Action 2030 Blog

All of humanity must fight back against the coronavirus


Father and son wearing protective mask leave a store.
Photo: UNIC BA

To stop the covid-19 pandemic, nations must look beyond their own borders.

The coronavirus is now reaching places where people live in war zones, cannot easily get their hands on soap and clean water, and have no hope of a hospital bed if they fall critically ill.

If countries with strong health-care systems are buckling under the pressure of coronavirus outbreaks, imagine what will happen in countries beset by deep humanitarian crises caused by war, natural disasters and climate change. Leaving COVID-19 to spread freely in these countries would jeopardize millions and risk tipping whole regions into chaos — giving the virus the opportunity to circle back around the globe.

In March, the United Nations system launched a humanitarian campaign to fight the virus in the world’s most vulnerable countries. The coronavirus knows no borders, and we are only as strong as the weakest health system.

Countries now battling the pandemic at home are rightly prioritizing those living within their borders. But the hard truth is that they will fail to protect their own people if they do not act to help the poorest countries protect themselves against COVID-19.

More than 16,000 people worldwide have lost their lives to the virus. More than 370,000 infections have been confirmed. These are frightening times. People have legitimate fears that they will lose their loved ones, their livelihoods and their way of life.

Although older people are the hardest hit, younger people are not spared. Data from many countries clearly show that people under 50 make up a significant proportion of patients requiring hospitalization. In places where children are malnourished and already suffering from communicable diseases, that proportion is almost certain to grow.

Our teams are working round the clock to fight the pandemic. The World Health Organization (WHO) is coordinating with governments and industry to boost the production of personal protective equipment. It has shipped this essential equipment to 68 countries and has sent 1.5 million coronavirus test kits to 120 countries. Now, the United Nations system is joining forces to expand the fight, specifically to help countries with weaker health systems. The campaign will need funding from the world’s wealthier countries to protect its most vulnerable — the right thing to do on humanitarian grounds but also as a matter of simple self-protection.
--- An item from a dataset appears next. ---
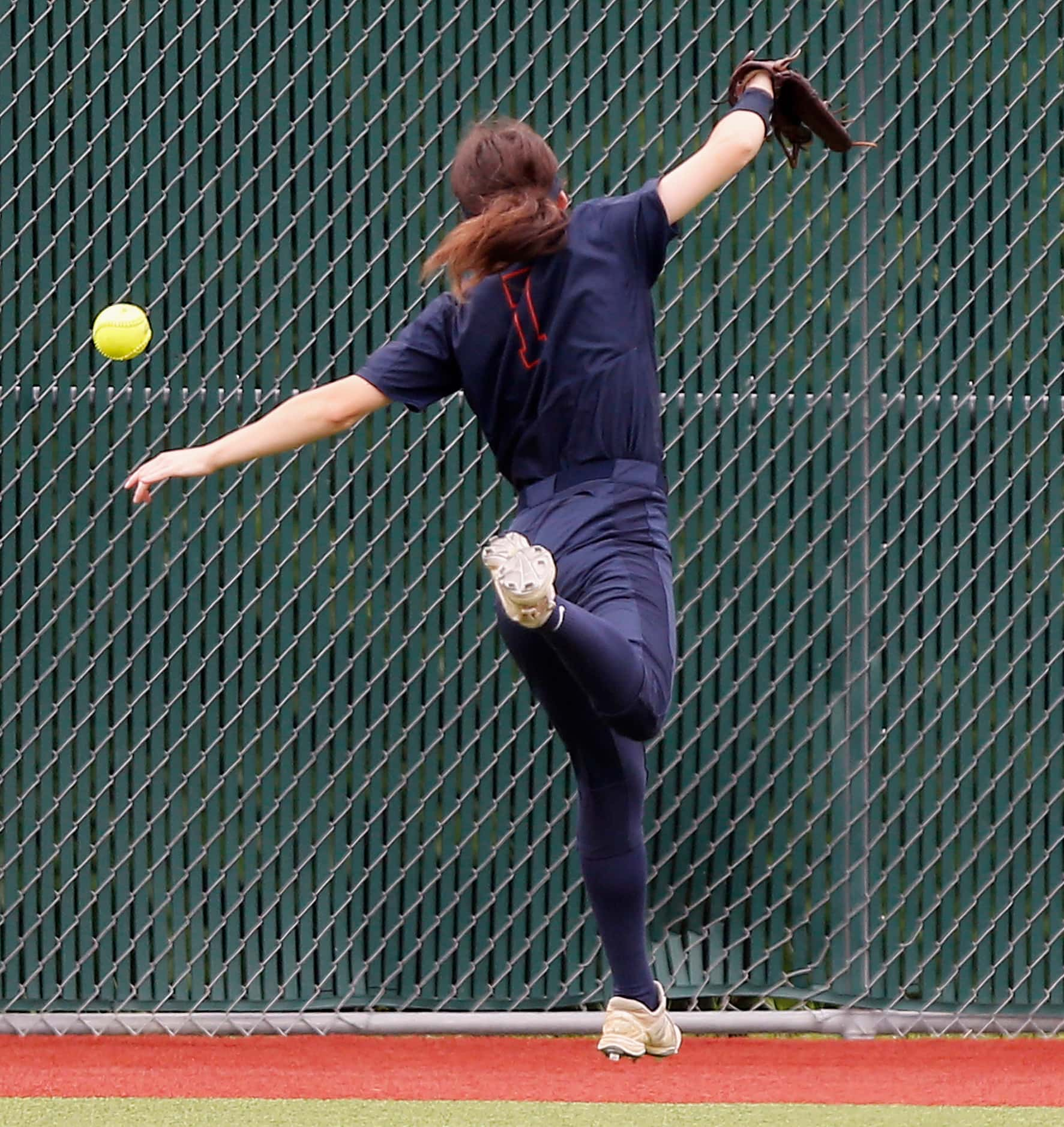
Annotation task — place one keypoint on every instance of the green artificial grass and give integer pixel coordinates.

The effort will deliver essential gear, including laboratory equipment to test for the virus and medical equipment to treat people. It will install hand-washing stations in camps and settlements and establish airbridges and hubs across Africa, Asia and Latin America to move humanitarian workers and supplies to where they are needed most. And public information campaigns on how to stay safe and protect others will be launched.

We ask governments worldwide to do two things. First, strongly support this global humanitarian response plan. It will work only if it is properly funded.

Second, sustain funding to existing humanitarian and refugee response plans. Diverting funding from them to fight the coronavirus would create an environment where cholera, measles and meningitis can thrive, where even more children become malnourished and where extremists can take control. It would extend the breeding ground for the coronavirus.

People across the world want to know how long the pandemic will last. The truth is we do not know yet. The pandemic is still in its early stages. But we can say with certainty that the pandemic’s course will be determined by the actions taken by countries, communities and individuals.

It’s going to take time, it’s going to take solidarity, it’s going to take coordination. But the virus can be pushed back. During this fight, there can be no half-measures. COVID-19 is threatening the whole of humanity. The whole of humanity must fight back.